Triumph Scrambling on the Triumph Street Scrambler

Scrambling on the Triumph Street Scrambler

Yes, it can actually do it.

ALL these trendy new scrambler models aren’t really for scrambling, are they?

I’m not so sure about that assumption any more.

Take Triumph’s Street Scrambler: a 55hp lump of parallel-twin, weighing 213kg without fluids.

It looks like it’s got the ground clearance of my Suzuki SV650 and I wouldn’t have credited it with much more off-roading ability.

Until I tried it and found that, actually, it works, sort of. It was something of a revelation.

The trail, near Box Hill in Surrey, was treacherously wet and slimy. The revelation was that in those conditions I was happier on the Street Scrambler than I think I would have been on a big adventure bike.

There’s a lot to be said in zero-traction conditions for being able to reach the ground quickly with both feet. For a rider of 5’9”, the Street Scrambler’s 792mm seat height makes it a lot easier than the 900-odd millimetres more typical of proper adventure bikes.

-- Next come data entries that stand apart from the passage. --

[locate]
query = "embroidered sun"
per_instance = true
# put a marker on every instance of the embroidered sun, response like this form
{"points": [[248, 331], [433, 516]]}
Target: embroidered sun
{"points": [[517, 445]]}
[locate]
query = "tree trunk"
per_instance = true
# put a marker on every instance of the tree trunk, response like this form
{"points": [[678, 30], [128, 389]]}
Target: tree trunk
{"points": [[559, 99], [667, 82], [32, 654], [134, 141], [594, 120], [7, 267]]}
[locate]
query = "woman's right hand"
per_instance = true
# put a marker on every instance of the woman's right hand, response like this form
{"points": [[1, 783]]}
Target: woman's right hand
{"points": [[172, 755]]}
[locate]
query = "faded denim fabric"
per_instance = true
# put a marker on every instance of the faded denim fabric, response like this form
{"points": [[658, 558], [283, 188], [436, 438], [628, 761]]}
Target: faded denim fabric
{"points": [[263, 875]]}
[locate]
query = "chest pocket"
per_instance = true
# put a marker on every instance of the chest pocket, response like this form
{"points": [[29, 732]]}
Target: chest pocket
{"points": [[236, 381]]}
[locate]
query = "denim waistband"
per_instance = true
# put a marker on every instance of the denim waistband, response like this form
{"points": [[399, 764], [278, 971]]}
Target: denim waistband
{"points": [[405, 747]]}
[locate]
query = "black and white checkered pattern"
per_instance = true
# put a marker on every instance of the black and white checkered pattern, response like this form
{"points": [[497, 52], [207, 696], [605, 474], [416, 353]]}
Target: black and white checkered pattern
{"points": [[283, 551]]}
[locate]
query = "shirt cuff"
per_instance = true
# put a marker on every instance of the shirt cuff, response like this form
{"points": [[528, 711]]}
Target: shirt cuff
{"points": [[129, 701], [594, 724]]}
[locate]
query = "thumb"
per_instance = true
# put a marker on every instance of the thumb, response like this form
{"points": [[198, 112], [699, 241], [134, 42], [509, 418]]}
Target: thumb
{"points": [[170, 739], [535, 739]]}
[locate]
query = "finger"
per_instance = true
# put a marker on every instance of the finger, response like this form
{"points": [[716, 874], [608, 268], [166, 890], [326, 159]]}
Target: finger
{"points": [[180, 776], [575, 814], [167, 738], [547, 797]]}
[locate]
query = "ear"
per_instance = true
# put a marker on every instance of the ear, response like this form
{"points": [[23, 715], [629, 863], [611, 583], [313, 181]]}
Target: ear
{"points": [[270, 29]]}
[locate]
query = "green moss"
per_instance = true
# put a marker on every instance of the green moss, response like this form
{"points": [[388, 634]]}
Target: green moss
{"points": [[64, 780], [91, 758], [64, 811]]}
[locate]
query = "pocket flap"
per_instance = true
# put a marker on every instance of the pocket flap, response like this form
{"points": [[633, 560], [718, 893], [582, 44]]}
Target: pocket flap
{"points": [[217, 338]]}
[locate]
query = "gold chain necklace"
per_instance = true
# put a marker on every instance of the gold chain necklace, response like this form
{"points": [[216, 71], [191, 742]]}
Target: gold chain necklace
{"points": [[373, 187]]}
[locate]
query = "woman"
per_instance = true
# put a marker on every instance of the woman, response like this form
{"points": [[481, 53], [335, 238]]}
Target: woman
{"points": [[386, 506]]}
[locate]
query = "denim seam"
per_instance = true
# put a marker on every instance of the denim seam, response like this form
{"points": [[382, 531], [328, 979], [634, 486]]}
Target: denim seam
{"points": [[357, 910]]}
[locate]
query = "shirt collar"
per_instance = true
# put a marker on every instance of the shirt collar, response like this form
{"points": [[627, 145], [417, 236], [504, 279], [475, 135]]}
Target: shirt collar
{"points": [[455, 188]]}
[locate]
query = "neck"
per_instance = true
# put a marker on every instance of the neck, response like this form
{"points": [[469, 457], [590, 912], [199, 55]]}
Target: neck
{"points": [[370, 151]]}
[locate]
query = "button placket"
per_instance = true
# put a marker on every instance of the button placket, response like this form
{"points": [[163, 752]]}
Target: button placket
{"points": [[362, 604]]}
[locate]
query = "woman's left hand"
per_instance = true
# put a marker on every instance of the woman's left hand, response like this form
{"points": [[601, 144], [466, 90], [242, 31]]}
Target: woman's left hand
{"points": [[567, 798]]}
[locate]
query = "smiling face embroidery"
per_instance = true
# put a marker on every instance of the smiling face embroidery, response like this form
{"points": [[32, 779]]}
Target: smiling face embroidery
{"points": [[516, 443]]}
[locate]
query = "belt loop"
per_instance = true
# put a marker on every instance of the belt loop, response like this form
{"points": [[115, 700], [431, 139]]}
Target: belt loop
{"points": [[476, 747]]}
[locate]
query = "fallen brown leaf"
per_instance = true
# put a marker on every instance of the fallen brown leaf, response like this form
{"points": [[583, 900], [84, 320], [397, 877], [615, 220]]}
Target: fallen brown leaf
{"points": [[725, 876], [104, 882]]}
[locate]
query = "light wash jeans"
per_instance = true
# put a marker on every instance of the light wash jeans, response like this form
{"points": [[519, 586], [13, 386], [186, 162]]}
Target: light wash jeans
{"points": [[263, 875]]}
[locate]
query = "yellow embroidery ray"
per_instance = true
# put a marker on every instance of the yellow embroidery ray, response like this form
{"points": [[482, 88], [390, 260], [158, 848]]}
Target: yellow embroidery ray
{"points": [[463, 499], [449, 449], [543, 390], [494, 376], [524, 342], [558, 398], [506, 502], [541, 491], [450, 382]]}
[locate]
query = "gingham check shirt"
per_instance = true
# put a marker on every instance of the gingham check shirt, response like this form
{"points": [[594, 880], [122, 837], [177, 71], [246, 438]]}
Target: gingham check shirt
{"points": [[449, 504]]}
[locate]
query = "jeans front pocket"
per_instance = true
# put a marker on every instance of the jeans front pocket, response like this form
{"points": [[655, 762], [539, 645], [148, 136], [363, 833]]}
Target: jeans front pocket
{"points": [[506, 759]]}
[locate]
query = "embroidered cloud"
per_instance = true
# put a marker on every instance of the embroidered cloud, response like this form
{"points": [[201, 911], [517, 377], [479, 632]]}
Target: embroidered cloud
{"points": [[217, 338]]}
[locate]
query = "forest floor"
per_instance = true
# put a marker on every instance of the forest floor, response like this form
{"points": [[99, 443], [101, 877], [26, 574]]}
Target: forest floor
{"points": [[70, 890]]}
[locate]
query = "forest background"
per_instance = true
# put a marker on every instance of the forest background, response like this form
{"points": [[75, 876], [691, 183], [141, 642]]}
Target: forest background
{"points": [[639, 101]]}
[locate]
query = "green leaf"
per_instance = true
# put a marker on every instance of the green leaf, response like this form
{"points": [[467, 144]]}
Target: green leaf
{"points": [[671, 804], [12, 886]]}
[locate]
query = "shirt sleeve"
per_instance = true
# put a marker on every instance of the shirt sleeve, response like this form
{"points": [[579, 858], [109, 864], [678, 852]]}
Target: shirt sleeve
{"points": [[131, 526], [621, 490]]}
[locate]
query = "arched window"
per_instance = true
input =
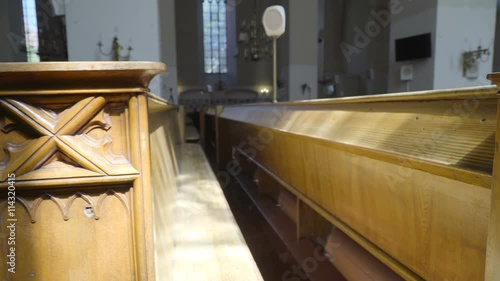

And although it’s not a lightweight machine, the centre-of-gravity is also low, so it doesn’t feel heavy. Not until it goes beyond a certain point, anyway. I found myself wrestling to keep it upright when the front tyre slid sideways off a rock at walking pace.

Did you know how slippery chalk is? I didn’t, until I put my foot down on some and found it wouldn’t stay in one place.  

I was with two other journalists, also riding Street Scramblers, and we’d all come to a halt just as the trail turned whitish. It was just as well he had. It sloped downhill and got whiter ahead. Getting down the hill upright meant paddling with both feet, keeping the front wheel in a rut, and trying not to let the bike go too far over on either side again.

Of course, an adventure bike is going to go faster off-road than a Street Scrambler, with longer-travel suspension. But in conditions like these, going fast gets de-prioritised in favour of not falling off. In fact, it was reassuring to be on the Street Scrambler. If you can only go about 20 or 30mph, you can’t get in that much trouble. Hopefully.

We tackled a deep puddle – deep enough for muddy water to go up my nose and turn the world brown for a moment. The first run went fine. On the second go, I gave it a bit too much gas on the approach. The back stepped out, the bike changed line and I duly crashed into a tree. A witness described it as “one of those crashes you can see begin to unfold about four seconds before it happens”.

I’d clipped the tree with a handlebar, loosening the left-hand grip and moving it along the bar, and that seemed to be the extent of the damage. I was undamaged too, so I picked the bike up, pressed start and carried on.

I was having a laugh, which I think is what off-roading should be about. Getting covered in dirt riding a bike places you didn’t know you could. If that sounds like off-road fun to you, then the Street Scrambler can deliver it.

The ones ridden were in standard trim apart from the addition of adjustable Fox shocks and Vance & Hines exhaust, which are available from Triumph’s accessories catalogue. They were even on the stock Metzeler Tourance dual-sport tyres.

The ride had been Triumph’s idea. If the aim was to show that the Street Scrambler has more off-road ability than it’s credited with, it was a success. I wouldn’t have bet 50p on all three Street Scramblers finishing the day undamaged, but they did.  

The point might have been slightly undermined by the Triumph man himself, who was the only rider not on a Street Scrambler, choosing to tackle the trail on a Tiger 800 instead. But he was also the only one to fall off on that chalk.